Thursday, October 06, 2005

Pizza Marseillaise

This is going to be something of a guerilla-recipe for my favorite quiche, since I never measure anything...

Ingredients needed:
--flour (margin: at least four cups)
--margarine (margin: two sticks)
--water
--mustard, preferably whole-grain
--sharp white cheese, preferably gruyere or conte but you can substitute emmanthal
--tomatoes (margin: two)
--eggs (margin: five)
--creme fraiche (margin: 3-4 tablespoons)
--fines herbes

Time needed:
About an hour and a half, two if you allow for screw-ups.

Serves:
Three-four.

Click through for how-to.


Step Zero.
Pre-Heat Oven to, oh, say, 350 or 400 degrees F.

Step One: Making the Pastry.
If you're confident in the store-bought versions, cool; skip this step. I don't understand pre-made food, get confused by their instructions, and am generally too disorganized to buy pastry-shells ahead of time.

To make your own, you need room temperature margarine, flour, water, and a little salt.

Put like two cups of flour in a mixing bowl. Add like 3/4 a stick of margarine. Dribble in like two tablespoons of water. Squish it all together with your hands.

Adjust ingredients as needed. You are aiming for a consistency that will be soft but neither too sticky nor too wet. If the pastry is too wet, add more flour. If it's too dry, add more margarine first and then more water. The final color should be more of a pale yellow than an off-white: don't be afraid of the margarine-y goodness.

Once you're satisfied with the pastry, cover it and chill it for a bit.

Take out a nine-by-nine pan (square, circular, it matters nought). Grease the pan.

Then roll that dough out to a nice, thin quarter-centimeter. Quiche crust is supposed to be thin, baby. If you ended up with extra pastry, say "hooray!" and put it away for another project some day soon.* Manoeuvre your pastry into your pan, pat it into place, and prick it all over with a fork.

Step Two: Assembling The Goodness
This is the step the makes your Pizza Marseillaise different from all those other quiches, the step with all the specific ingredients.

Take a giant tablespoon of mustard, and spread it directly onto the pastry shell. Then take more mustard, and more, and more, and create a layer of more mustard than you could ever imagine a human mouth biting into. It will be okay, I promise.

Grate a bunch of your sharp white cheese onto the mustard layer. French folks will kvetch if you put too much cheese into a quiche; Americans will not mind.

Slice very thin one of your tomatoes. Lay the slices atop the cheese. You want a authoritative (although thin!) tomato coverage, so if you need to use the second tomato, go for it.

Step Three: Eggs!
Beat up four eggs and three tablespoons of creme fraiche. Add distinct amounts of salt and black pepper. Pour into the pan. Make sure you get the egg mixture into all the nooks and crannies.

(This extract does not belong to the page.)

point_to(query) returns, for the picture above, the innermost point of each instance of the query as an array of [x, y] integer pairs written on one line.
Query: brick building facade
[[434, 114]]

Do you have enough egg mixture? No? Then take another egg, beat it with some more creme fraiche, and see how you're doing. It's important that when you add another egg you mix it with a proportional amount of creme fraiche because otherwise, you'll have an uneven consistency.

Step Four: Final Touches
Before you put your Pizza Marseillaise into the oven, cover the top of the uncooked egg mixture with more fines herbes than seems decent--at least three teaspoons' worth.

Cook for like forty minutes. Check on it obsessively after then. You want it to have 1)risen significantly, 2) started to brown, and 3) "gelled" sufficiently for a fork to come out clean and dry.

Serve almost immediately. I always serve this quiche with a green salade and a dry red wine--think a Medoc or a Saumur.


_______________
*You want to use your leftover pastry before it goes all dry and nasty. I shamelessly use the exact same "recipe" for quiches and tartes.

Here is the quick and dirty recipe for Tarte aux pommes: roll out pastry, put it into a pan, spread a bunch of organic applesauce on top, cutely arrange thin apple slices on top, sprinkle with lotsa sugar and some cinnamon, bake at like 350-400 until golden and soft.